Von der breiten Öffentlichkeit wurde das Projekt allerdings unterschiedlich angenommen. Neben Interesse und Anerkennung wurden dem Kunstraum auch Missachtung und sogar Anfeindung zuteil. Der Kunstraum erregte manchen so stark, dass sogar ein Brandanschlag auf das Projekt verübt wurde.
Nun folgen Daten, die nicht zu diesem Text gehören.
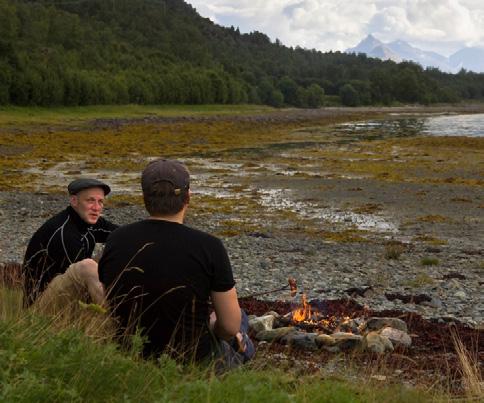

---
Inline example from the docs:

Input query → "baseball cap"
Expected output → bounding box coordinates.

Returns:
[141,159,190,193]
[67,178,111,196]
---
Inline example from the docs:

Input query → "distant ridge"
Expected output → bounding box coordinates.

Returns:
[346,34,484,73]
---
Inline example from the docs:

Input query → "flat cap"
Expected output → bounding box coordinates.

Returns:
[67,178,111,196]
[141,159,190,192]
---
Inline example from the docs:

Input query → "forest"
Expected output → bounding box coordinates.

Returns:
[0,0,484,108]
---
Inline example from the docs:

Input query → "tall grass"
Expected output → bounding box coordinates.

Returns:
[452,330,484,402]
[0,105,275,125]
[0,285,456,403]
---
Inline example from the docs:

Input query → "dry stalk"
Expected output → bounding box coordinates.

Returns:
[451,329,484,399]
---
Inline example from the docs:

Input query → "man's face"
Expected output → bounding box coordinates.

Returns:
[71,188,104,224]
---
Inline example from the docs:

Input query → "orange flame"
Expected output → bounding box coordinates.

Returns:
[292,294,311,322]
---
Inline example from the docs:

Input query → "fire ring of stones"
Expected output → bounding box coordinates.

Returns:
[249,296,412,354]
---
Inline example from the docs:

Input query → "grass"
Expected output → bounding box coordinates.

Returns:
[0,288,443,403]
[405,273,435,288]
[452,330,484,401]
[0,105,277,126]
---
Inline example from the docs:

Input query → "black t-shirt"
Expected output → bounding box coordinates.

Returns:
[23,206,118,305]
[99,219,235,359]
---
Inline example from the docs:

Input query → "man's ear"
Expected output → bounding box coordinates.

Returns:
[69,195,79,207]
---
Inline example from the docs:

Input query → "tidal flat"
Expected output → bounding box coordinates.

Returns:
[0,105,484,327]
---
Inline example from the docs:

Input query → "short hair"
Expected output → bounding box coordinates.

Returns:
[143,181,188,216]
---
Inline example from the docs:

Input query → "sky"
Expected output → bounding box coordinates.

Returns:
[186,0,484,56]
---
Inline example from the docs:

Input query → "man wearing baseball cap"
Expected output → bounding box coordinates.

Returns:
[99,159,254,369]
[23,178,118,306]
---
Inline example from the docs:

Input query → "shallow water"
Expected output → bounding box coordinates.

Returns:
[334,114,484,140]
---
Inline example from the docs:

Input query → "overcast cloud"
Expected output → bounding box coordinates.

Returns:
[184,0,484,56]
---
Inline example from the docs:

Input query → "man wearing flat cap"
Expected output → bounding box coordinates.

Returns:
[99,159,254,369]
[23,178,118,306]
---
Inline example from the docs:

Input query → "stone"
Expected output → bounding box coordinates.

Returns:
[249,315,274,333]
[364,318,408,333]
[331,332,363,350]
[380,327,412,348]
[281,332,318,350]
[262,311,281,319]
[255,326,297,342]
[362,332,393,354]
[422,297,443,308]
[314,334,336,347]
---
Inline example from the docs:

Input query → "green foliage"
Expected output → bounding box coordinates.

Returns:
[0,313,442,403]
[0,0,484,108]
[339,84,360,106]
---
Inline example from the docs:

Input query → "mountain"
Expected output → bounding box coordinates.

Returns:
[0,0,484,108]
[346,34,484,73]
[449,48,484,72]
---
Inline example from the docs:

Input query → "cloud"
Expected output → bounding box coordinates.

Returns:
[189,0,484,53]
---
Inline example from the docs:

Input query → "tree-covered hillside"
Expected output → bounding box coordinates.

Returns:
[0,0,484,107]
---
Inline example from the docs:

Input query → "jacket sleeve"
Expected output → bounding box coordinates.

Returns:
[92,217,119,243]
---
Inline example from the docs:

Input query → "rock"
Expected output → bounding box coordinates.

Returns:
[362,332,393,354]
[380,327,412,348]
[422,297,443,308]
[281,332,318,350]
[314,334,336,347]
[339,319,359,333]
[255,327,297,341]
[249,315,274,333]
[331,332,363,350]
[363,318,408,333]
[262,311,281,319]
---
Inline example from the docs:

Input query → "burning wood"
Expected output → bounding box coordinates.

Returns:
[287,277,297,297]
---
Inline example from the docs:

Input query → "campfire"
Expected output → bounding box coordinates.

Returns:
[249,287,411,353]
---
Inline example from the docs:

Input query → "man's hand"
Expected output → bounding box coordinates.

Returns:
[210,288,241,340]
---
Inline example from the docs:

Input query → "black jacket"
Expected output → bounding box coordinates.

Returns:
[23,206,118,305]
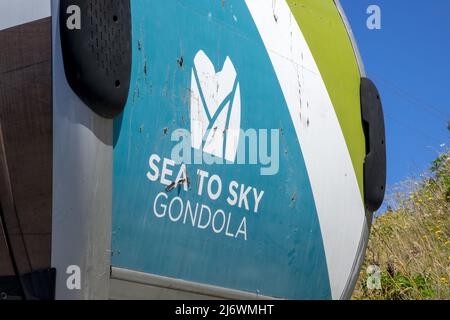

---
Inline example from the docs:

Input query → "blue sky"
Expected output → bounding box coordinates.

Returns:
[341,0,450,201]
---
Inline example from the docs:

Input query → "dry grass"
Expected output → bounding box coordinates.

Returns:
[353,153,450,299]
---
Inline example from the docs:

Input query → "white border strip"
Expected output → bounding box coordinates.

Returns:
[110,267,274,300]
[246,0,365,299]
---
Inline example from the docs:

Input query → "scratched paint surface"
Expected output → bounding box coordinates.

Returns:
[112,0,331,299]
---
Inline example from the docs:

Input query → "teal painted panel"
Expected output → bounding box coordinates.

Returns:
[112,0,331,299]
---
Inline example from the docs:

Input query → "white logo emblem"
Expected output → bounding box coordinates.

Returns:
[191,51,241,162]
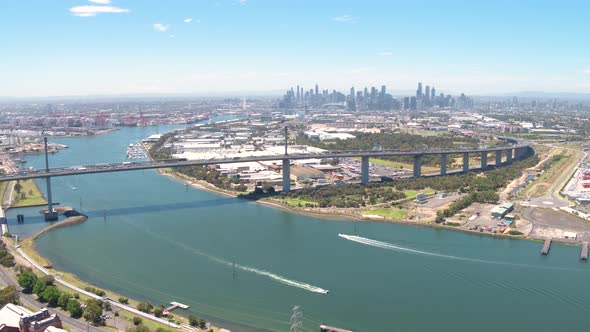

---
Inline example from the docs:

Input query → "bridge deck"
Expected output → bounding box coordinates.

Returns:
[0,140,529,181]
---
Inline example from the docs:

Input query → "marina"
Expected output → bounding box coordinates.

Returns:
[7,127,590,332]
[127,143,147,159]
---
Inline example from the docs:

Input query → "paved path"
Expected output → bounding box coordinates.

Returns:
[16,248,181,329]
[0,267,107,332]
[528,149,588,208]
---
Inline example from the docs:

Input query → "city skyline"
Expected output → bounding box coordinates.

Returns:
[0,0,590,97]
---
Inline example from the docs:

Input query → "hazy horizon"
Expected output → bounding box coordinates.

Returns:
[0,0,590,99]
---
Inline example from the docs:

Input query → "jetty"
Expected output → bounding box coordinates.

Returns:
[162,301,190,316]
[580,241,588,261]
[541,238,551,255]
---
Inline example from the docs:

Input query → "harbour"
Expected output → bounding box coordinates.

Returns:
[7,127,590,331]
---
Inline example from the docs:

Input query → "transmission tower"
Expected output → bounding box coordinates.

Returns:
[289,305,303,332]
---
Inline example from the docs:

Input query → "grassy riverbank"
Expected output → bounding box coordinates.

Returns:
[12,180,47,208]
[19,216,224,332]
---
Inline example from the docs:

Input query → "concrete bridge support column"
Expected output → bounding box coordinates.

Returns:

In Bezug auf Situationen wie der eben beschriebenen muss Jo Enzweiler leider feststellen, dass es »[…] nicht zur Gänze gelungen [ist], das Konfliktpotential zu verringern und die Akzeptanz so zu steigern, dass Kunst im öffentlichen Bereich unser tägliches Leben bestimmend beeinflussen könnte.« Trotzdem verdeutlicht der Künstler, der mit seiner Kunst aktiv in die alltäglichen Bereiche öffentlichen Lebens tritt, und der sein Projekt inmitten eines Hauptbegegnungszentrums der saarländischen Hauptstadt realisierte, seinen starken Willen, die Öffentlichkeit wachzurütteln, sie mit aktueller Kunst zu konfrontieren, ihr Denkanstöße zu geben.
Biografie
Jo Enzweiler, Maler
1934 geboren in Büdingen
Bibliografie
Jo Enzweiler. Projekte im öffentlichen Raum 1962-2004. Saarbrücken 2005, S. 66-71.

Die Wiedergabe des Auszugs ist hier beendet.